Launch the file device

> pdf(file="myplot.pdf")

Then run the plot again:

> with(faithful, plot(eruptions, waiting))
> title(main='Old Faithful Geyser data')

After done you have to close it with:

> dev.off()

There are two basic types of file devices, vector and bitmap devices:

  • Vector formats are good for line drawings and plots with solid colors using a modest number of points
  • Bitmap formats are good for plots with a large number of points, natural scenes or web-based plots
Vector Formats#
  • pdf: line-type graphics and papers. It resizes well, is usually portable, but it is not efficient if a plot has many objects/points.
  • svg: XML-based, scalable vector graphics. This supports animation and interactivity and is potentially useful for web-based plots.

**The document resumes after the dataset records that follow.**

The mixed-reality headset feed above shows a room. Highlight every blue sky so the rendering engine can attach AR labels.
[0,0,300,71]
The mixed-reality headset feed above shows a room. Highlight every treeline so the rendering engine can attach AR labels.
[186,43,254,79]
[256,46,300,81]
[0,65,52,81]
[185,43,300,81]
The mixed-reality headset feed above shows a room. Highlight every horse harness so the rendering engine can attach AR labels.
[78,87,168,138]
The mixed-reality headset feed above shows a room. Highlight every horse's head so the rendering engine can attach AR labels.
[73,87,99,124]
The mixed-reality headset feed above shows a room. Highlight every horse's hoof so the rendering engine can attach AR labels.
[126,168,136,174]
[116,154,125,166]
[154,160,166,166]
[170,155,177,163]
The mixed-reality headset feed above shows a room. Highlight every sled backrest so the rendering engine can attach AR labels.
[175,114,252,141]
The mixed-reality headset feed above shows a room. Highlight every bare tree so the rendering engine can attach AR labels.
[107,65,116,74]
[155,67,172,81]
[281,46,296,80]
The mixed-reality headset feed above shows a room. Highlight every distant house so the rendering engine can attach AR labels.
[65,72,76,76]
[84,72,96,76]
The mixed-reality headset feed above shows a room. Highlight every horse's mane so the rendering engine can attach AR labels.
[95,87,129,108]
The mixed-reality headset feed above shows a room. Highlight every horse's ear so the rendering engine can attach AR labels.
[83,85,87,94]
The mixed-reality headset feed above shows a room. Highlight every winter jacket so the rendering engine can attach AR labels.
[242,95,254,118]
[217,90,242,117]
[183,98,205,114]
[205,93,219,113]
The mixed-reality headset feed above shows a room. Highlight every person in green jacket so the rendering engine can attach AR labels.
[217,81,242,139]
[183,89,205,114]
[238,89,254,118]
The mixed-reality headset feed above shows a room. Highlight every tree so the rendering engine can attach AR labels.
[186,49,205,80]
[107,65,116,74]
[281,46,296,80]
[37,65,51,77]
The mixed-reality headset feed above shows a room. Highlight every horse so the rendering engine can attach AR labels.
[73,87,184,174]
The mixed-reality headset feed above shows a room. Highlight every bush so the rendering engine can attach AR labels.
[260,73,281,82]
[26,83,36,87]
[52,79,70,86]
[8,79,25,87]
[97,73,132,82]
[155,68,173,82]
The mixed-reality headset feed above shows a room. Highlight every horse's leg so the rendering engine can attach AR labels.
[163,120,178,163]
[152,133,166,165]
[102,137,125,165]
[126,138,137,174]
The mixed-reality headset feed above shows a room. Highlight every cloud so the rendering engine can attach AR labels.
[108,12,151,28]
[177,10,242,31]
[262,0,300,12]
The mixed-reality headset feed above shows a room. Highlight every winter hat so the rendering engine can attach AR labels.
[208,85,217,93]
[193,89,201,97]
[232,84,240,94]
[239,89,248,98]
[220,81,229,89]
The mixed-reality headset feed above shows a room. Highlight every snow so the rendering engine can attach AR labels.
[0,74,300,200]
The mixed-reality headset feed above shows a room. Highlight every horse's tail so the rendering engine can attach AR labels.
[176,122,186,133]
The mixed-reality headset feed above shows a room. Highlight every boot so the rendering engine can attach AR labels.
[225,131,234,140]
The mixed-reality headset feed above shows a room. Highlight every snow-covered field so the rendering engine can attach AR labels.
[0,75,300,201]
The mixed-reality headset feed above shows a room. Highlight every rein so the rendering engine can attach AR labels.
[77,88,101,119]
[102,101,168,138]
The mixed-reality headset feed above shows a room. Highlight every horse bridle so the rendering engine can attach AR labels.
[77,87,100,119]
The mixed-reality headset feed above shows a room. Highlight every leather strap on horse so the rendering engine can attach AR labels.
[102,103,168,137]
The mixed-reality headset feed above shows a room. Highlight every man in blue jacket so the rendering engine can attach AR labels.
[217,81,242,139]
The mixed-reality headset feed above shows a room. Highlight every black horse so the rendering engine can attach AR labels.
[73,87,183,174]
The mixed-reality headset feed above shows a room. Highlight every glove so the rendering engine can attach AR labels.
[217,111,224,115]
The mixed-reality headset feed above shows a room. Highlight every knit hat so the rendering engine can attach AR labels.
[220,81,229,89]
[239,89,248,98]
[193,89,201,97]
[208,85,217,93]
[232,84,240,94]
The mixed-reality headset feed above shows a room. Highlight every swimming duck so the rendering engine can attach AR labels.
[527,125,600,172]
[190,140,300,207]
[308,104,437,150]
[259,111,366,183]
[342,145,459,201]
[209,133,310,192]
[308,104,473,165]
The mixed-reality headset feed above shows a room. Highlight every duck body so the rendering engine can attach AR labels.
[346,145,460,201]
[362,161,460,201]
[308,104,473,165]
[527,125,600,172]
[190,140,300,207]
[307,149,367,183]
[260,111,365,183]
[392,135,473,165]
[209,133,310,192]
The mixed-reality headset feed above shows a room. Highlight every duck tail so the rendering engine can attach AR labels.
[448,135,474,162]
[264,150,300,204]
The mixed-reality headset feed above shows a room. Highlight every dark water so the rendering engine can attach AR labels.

The last two vector formats are win.metafile, a Windows-only metafile format, and postscript (ps), an older format which also resizes well, is usually portable, and can be used to create encapsulated postscript files. Unfortunately, Windows systems often don’t have a postscript viewer.

Bitmap formats#
  • png: Portable Network Graphics which is good for line drawings or images with solid colors. It uses lossless compression (like the old GIF format), and most web browsers can read this format natively. In addition, png is good for plots with many points, but it does not resize well.
  • jpeg: files are good for photographs or natural scenes. They use lossy compression, so they’re good for plots with many points. Files in jpeg format don’t resize well, but they can be read by almost any computer and any web browser. They’re not great for line drawings.
  • tiff: an older lossless compression meta-format and bmp which is a native Windows bitmapped format.
Devices#

Every open graphics device is assigned an integer greater than or equal to 2

You can change the active device with:

dev.set(<integer>)

You can copy between devices:

The function dev.copy copies a plot from one device to another, and dev.copy2pdf specifically copies a plot to a PDF file.

> dev.copy(png, file='geyserplot.png')

Plotting Systems#

Base Plotting System#

  • Comes with R
  • Start with a blank canvas
  • Intuitive and Exploratory
  • You can’t go backwards
  • based on “Artist’s Pallette”

Lattice plots#

  • single function call such as xyplot or bwplot
  • most useful for conditioning types of plots which display how y changes with x across levels of z
  • Cannot add to the plot

Using the R forumla: Life.Exp ~ Income | region: we’re plotting life expectancy as it depends on income for each region

> xyplot(Life.Exp ~ Income | region, state, layout=c(4,1))

The second argument is data

and the third shows layout is 4 columns 1 row

GGPlot2#

The best of both worlds, does automatic titles and margins etc but also allows annotatins and adding.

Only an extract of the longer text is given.